Furthermore, Darwinism opens a philosophical Pandora’s box which makes life exceedingly uncomfortable. If humans (and most importantly their minds and moral sentiments) randomly evolved from natural selection, they have no basis for thinking their minds are suited to discovering truth or objective morality.
It is impossible to overstate how big a problem that is. Suddenly, there is no justification for calling the Nazis truly evil, in an absolute sense. A committed Darwinist must admit that his moral sentiments evolved randomly, and are nothing but a mechanism for making sure his genes make it to the next generation. He has no moral ground to judge one action worse than any other.
Furthermore, he must conclude that even his mind is designed to maximize his chances of survival, not his ability to discover the truth. This means that if evolution is fundamentally true, there is no guarantee that the human mind is the kind of thing that could discover it.
Christianity has powerful answers to these problems. Christians (and Jews) say humans are made in the image of God, and therefore their minds are attuned to the Mind which created the universe and set up the moral law.

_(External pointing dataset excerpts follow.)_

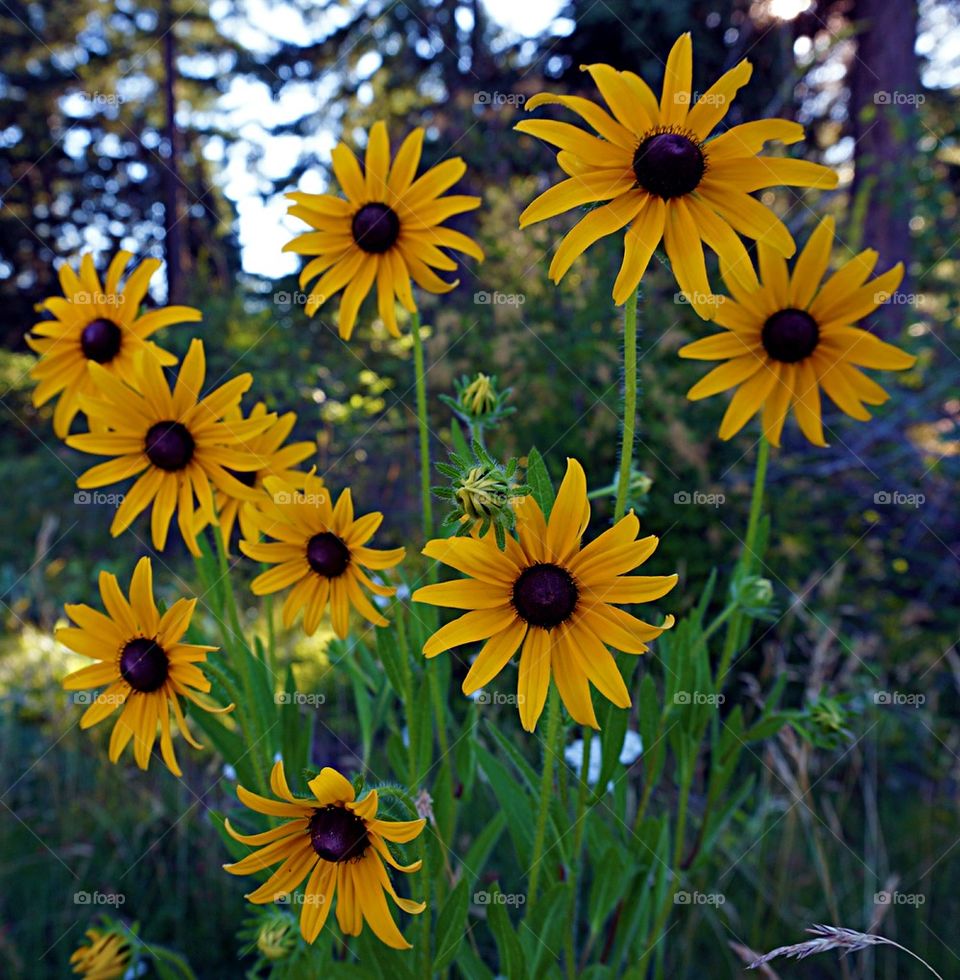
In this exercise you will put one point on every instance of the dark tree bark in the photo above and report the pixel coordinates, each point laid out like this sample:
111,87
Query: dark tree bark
885,96
173,211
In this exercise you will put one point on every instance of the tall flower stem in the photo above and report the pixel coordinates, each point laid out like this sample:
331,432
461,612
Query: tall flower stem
552,748
747,559
421,386
629,404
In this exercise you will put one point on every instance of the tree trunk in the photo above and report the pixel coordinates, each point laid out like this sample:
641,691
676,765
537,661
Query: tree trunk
885,99
173,210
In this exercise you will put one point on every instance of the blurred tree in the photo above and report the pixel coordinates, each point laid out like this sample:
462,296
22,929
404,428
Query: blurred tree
86,122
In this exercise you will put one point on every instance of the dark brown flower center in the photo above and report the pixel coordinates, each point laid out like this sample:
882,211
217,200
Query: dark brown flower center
327,554
248,478
144,665
337,834
375,228
545,595
100,341
668,165
169,445
790,335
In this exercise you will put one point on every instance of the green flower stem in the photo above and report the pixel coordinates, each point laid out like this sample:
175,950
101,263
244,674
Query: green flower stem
421,385
551,748
734,637
579,825
629,404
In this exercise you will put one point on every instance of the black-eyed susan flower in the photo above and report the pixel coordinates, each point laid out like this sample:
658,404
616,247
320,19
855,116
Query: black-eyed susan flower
319,549
787,336
388,230
142,666
662,177
179,442
105,955
274,459
98,322
551,596
340,844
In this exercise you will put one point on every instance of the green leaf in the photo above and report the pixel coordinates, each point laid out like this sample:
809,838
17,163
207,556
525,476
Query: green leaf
540,484
512,959
451,926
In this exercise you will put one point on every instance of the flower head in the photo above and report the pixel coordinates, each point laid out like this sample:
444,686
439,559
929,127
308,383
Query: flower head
177,441
786,336
105,956
551,596
99,323
142,665
663,177
388,230
340,844
319,549
274,458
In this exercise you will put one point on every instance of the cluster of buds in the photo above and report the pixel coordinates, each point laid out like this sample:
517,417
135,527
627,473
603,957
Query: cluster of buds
481,493
755,596
478,403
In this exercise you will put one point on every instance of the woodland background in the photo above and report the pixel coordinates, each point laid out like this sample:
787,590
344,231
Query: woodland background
171,127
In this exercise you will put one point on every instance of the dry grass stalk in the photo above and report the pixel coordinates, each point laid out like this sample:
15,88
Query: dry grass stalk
835,938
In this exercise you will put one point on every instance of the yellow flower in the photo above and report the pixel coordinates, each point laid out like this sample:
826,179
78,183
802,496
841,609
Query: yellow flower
786,336
141,663
105,956
99,323
547,593
664,178
319,550
274,459
389,229
339,842
179,442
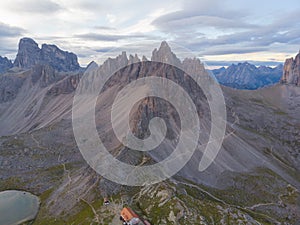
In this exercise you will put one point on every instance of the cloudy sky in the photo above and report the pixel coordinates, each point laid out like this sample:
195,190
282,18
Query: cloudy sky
217,31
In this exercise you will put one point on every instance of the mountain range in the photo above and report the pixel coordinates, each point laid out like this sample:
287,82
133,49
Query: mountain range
253,180
248,76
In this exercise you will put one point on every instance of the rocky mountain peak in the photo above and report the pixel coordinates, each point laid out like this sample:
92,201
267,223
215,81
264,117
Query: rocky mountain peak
291,71
5,64
29,55
164,54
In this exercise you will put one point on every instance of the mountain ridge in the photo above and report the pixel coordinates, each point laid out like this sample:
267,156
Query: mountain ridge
248,76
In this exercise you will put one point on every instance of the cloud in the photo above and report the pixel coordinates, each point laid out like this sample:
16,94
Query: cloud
107,37
256,63
228,50
10,31
35,6
207,13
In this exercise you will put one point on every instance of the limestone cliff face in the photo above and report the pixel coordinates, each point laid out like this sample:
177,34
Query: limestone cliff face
29,55
5,64
291,71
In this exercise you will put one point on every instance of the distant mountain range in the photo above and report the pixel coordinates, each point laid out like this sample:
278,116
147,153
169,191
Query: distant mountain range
254,178
240,76
291,71
248,76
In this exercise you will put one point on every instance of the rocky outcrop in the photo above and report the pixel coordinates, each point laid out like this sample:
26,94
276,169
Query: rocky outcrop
29,54
164,54
291,71
60,60
248,76
9,86
5,64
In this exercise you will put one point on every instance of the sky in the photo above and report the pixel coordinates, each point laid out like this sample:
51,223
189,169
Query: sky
219,32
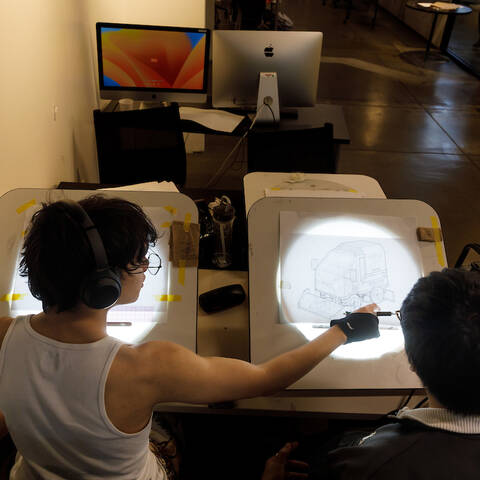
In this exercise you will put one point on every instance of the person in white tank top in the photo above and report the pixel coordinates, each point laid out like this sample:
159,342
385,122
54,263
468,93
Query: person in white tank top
77,402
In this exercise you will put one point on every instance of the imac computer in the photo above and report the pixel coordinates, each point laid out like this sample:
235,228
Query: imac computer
152,63
251,68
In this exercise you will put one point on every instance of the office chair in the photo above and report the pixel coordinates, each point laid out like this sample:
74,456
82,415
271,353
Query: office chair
138,146
309,151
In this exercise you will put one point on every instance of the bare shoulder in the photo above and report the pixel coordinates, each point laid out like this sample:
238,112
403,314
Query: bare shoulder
137,370
5,322
141,360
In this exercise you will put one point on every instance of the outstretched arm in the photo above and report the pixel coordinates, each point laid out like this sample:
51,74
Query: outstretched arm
174,373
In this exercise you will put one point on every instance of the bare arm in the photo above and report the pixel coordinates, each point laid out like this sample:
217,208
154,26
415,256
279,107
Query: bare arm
3,426
174,373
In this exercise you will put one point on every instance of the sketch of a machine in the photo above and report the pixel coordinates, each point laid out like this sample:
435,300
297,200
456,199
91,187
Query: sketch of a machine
349,276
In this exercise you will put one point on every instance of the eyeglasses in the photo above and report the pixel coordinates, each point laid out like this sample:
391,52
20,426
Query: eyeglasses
152,263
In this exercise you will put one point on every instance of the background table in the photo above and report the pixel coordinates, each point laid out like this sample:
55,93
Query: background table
462,10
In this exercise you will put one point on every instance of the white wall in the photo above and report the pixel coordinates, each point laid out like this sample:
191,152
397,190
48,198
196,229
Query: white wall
44,58
47,51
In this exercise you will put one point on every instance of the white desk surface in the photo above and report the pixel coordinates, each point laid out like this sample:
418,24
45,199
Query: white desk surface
255,184
227,334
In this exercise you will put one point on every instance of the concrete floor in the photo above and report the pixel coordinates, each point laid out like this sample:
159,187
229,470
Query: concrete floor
414,127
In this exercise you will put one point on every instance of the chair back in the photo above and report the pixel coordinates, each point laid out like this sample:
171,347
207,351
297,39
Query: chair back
138,146
311,150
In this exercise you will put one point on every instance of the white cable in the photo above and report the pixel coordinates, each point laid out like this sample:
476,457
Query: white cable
225,164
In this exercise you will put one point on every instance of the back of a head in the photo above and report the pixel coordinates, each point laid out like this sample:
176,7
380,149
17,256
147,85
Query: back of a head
57,256
441,323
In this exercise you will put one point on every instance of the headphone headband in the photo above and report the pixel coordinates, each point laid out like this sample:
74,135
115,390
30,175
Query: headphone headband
102,287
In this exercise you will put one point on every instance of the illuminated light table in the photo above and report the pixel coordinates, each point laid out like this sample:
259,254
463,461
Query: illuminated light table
166,308
312,259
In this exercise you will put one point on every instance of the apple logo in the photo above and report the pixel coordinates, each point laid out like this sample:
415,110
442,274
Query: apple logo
268,51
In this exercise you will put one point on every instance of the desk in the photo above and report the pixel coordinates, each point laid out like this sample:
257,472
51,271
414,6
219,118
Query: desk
462,10
227,334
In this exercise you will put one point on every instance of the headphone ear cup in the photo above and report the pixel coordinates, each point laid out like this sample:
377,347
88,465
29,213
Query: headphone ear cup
102,289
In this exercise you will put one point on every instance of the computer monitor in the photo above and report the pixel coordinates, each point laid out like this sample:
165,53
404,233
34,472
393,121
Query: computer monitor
152,63
239,56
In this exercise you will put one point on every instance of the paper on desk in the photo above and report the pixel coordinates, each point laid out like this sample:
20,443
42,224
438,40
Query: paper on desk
445,6
211,118
148,186
269,192
302,186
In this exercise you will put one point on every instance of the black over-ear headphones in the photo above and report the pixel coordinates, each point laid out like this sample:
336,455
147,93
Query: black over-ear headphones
102,288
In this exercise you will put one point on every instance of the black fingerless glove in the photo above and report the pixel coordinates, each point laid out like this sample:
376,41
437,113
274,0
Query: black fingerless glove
358,326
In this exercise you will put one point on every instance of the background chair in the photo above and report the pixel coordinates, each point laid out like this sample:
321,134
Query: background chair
309,151
138,146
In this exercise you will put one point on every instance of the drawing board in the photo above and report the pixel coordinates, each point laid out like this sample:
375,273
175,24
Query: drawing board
167,306
313,259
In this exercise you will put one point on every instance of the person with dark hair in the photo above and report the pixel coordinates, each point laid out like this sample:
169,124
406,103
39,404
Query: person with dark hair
77,402
440,319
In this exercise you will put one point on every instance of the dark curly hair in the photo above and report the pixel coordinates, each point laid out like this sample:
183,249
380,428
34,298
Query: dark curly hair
440,319
57,257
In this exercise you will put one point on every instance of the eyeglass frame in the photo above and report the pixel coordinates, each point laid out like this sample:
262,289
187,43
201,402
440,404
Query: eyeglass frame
151,270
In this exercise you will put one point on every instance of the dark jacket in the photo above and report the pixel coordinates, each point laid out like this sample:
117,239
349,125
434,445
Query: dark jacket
408,450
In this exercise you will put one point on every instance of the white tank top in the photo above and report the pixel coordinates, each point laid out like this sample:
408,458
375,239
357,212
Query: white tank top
52,396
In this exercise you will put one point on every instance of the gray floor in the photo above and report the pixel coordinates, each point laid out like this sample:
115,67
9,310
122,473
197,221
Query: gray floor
414,127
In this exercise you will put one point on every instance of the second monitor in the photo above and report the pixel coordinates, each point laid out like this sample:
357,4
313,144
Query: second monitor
239,57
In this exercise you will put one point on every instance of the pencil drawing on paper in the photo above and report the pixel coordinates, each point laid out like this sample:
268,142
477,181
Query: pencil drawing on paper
350,275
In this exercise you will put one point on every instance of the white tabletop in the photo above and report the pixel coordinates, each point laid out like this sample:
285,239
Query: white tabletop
257,184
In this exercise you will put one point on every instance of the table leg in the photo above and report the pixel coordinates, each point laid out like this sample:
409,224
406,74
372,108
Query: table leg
429,42
375,14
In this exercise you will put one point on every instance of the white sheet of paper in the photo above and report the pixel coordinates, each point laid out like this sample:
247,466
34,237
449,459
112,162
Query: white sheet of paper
291,192
332,265
214,119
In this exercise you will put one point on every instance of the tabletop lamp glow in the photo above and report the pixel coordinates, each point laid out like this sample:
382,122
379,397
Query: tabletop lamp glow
335,264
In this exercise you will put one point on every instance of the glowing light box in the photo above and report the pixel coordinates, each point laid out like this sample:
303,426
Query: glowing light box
313,259
166,307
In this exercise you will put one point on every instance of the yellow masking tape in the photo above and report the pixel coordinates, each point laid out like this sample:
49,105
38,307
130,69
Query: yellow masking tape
181,272
187,222
26,206
170,210
438,243
11,297
168,298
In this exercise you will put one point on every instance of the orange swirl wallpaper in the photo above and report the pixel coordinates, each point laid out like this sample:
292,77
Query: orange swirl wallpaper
153,58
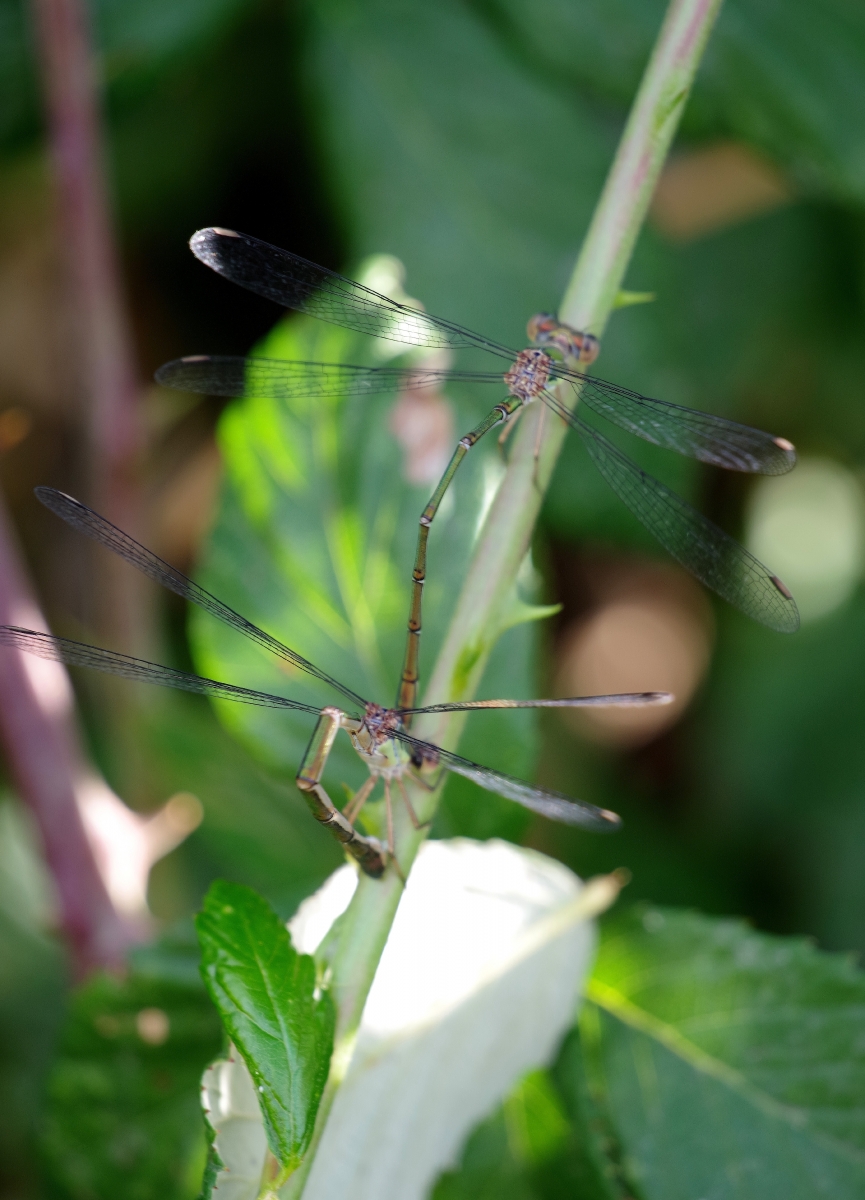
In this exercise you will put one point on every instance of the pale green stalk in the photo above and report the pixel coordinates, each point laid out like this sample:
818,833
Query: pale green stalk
487,592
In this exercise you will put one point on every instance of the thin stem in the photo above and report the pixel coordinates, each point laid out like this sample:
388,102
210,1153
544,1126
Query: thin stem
504,539
107,363
47,765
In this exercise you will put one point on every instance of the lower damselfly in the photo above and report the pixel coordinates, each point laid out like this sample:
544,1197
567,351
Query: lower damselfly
710,555
378,735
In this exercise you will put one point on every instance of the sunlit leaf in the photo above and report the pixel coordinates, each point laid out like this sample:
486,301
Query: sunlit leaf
728,1057
480,978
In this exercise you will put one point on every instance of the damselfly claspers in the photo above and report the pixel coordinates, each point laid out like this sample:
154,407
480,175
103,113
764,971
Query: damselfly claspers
377,733
700,545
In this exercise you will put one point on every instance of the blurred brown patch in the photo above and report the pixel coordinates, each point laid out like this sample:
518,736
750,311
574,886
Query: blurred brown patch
708,190
649,630
185,503
422,424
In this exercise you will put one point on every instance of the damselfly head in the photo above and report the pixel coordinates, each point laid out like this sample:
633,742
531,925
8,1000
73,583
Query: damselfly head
546,329
382,721
529,375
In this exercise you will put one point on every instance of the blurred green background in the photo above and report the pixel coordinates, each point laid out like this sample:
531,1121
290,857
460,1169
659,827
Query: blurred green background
470,141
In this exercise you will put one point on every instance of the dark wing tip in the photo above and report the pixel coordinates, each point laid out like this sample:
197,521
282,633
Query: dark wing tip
204,244
788,451
168,372
790,621
54,499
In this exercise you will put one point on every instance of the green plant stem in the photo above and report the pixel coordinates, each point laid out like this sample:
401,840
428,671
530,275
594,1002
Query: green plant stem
504,540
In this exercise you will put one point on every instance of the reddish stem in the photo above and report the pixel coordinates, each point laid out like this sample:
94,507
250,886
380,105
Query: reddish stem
46,761
109,375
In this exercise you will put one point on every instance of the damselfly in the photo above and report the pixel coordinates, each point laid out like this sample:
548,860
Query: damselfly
700,545
378,735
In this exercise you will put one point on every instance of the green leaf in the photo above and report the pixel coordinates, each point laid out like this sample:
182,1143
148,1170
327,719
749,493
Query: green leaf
731,1063
314,541
786,77
480,978
122,1101
265,994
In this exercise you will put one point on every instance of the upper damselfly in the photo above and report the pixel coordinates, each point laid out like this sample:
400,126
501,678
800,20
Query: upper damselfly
378,735
701,546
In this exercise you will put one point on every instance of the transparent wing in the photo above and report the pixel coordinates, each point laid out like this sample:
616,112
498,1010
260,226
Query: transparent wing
550,804
102,531
688,431
708,552
619,700
79,654
281,379
296,283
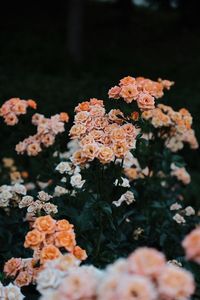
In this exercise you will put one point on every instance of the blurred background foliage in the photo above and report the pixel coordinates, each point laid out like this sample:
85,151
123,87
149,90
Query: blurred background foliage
60,53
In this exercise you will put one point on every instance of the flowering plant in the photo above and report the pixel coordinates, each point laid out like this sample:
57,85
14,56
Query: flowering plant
122,181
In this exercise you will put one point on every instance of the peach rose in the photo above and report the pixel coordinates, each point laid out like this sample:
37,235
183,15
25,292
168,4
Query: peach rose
127,80
12,266
20,107
31,103
145,101
120,149
23,279
49,252
33,149
78,157
63,225
118,135
77,130
84,106
129,130
88,139
90,151
146,261
100,123
97,111
105,155
129,92
97,135
45,224
48,139
81,117
79,253
11,119
33,239
95,101
114,92
135,116
116,115
65,239
175,283
64,117
191,244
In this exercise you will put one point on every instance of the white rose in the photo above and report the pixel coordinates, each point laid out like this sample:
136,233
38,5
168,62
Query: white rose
76,181
59,190
13,292
48,279
179,219
128,197
125,182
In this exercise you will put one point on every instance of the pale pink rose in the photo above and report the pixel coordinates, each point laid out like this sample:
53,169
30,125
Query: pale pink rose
108,287
90,151
12,266
105,155
11,119
77,131
33,149
114,92
127,80
176,283
81,117
146,261
145,101
129,92
81,283
191,244
136,287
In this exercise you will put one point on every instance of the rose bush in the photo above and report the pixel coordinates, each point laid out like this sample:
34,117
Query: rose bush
118,175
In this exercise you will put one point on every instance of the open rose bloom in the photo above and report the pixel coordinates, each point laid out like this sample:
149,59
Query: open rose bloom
101,209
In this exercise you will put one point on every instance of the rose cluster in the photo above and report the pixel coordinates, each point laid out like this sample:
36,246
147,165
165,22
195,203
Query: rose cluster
10,291
141,90
177,123
13,108
24,271
47,129
101,135
49,236
144,275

Human minds are hardwired to see the truth and to discover what is truly moral.
Both science and morality rest on the ability of human minds to grasp the ultimate truth and the ultimate good. A Christian can condemn Nazis as evil, because he has a standard (God’s perfect justice) from which to do so. A Christian can declare that science is true in a deep sense, whereas a Darwinist has to admit that science just seems to work, but his mind is not the kind of thing that can discover objective truth.
Tim Allen’s objection to evolution was silly, and it distracted from the real deep-seated problems with evolution and the Darwinistic worldview. Next time, the Christian actor should ask, “If evolution is true, and there is no God, how can you condemn Nazis?” or “If evolution is true, and our minds are evolved for survival, how do you know science is true?” or “If evolution is true, how did random mutations create entirely new DNA information?”
These are the kind of questions that drive to the heart of the matter, that take evolution seriously and do not reduce it to a straw-man. These are the questions that make Christianity more convincing, not less. Please, Tim Allen, ask these questions instead.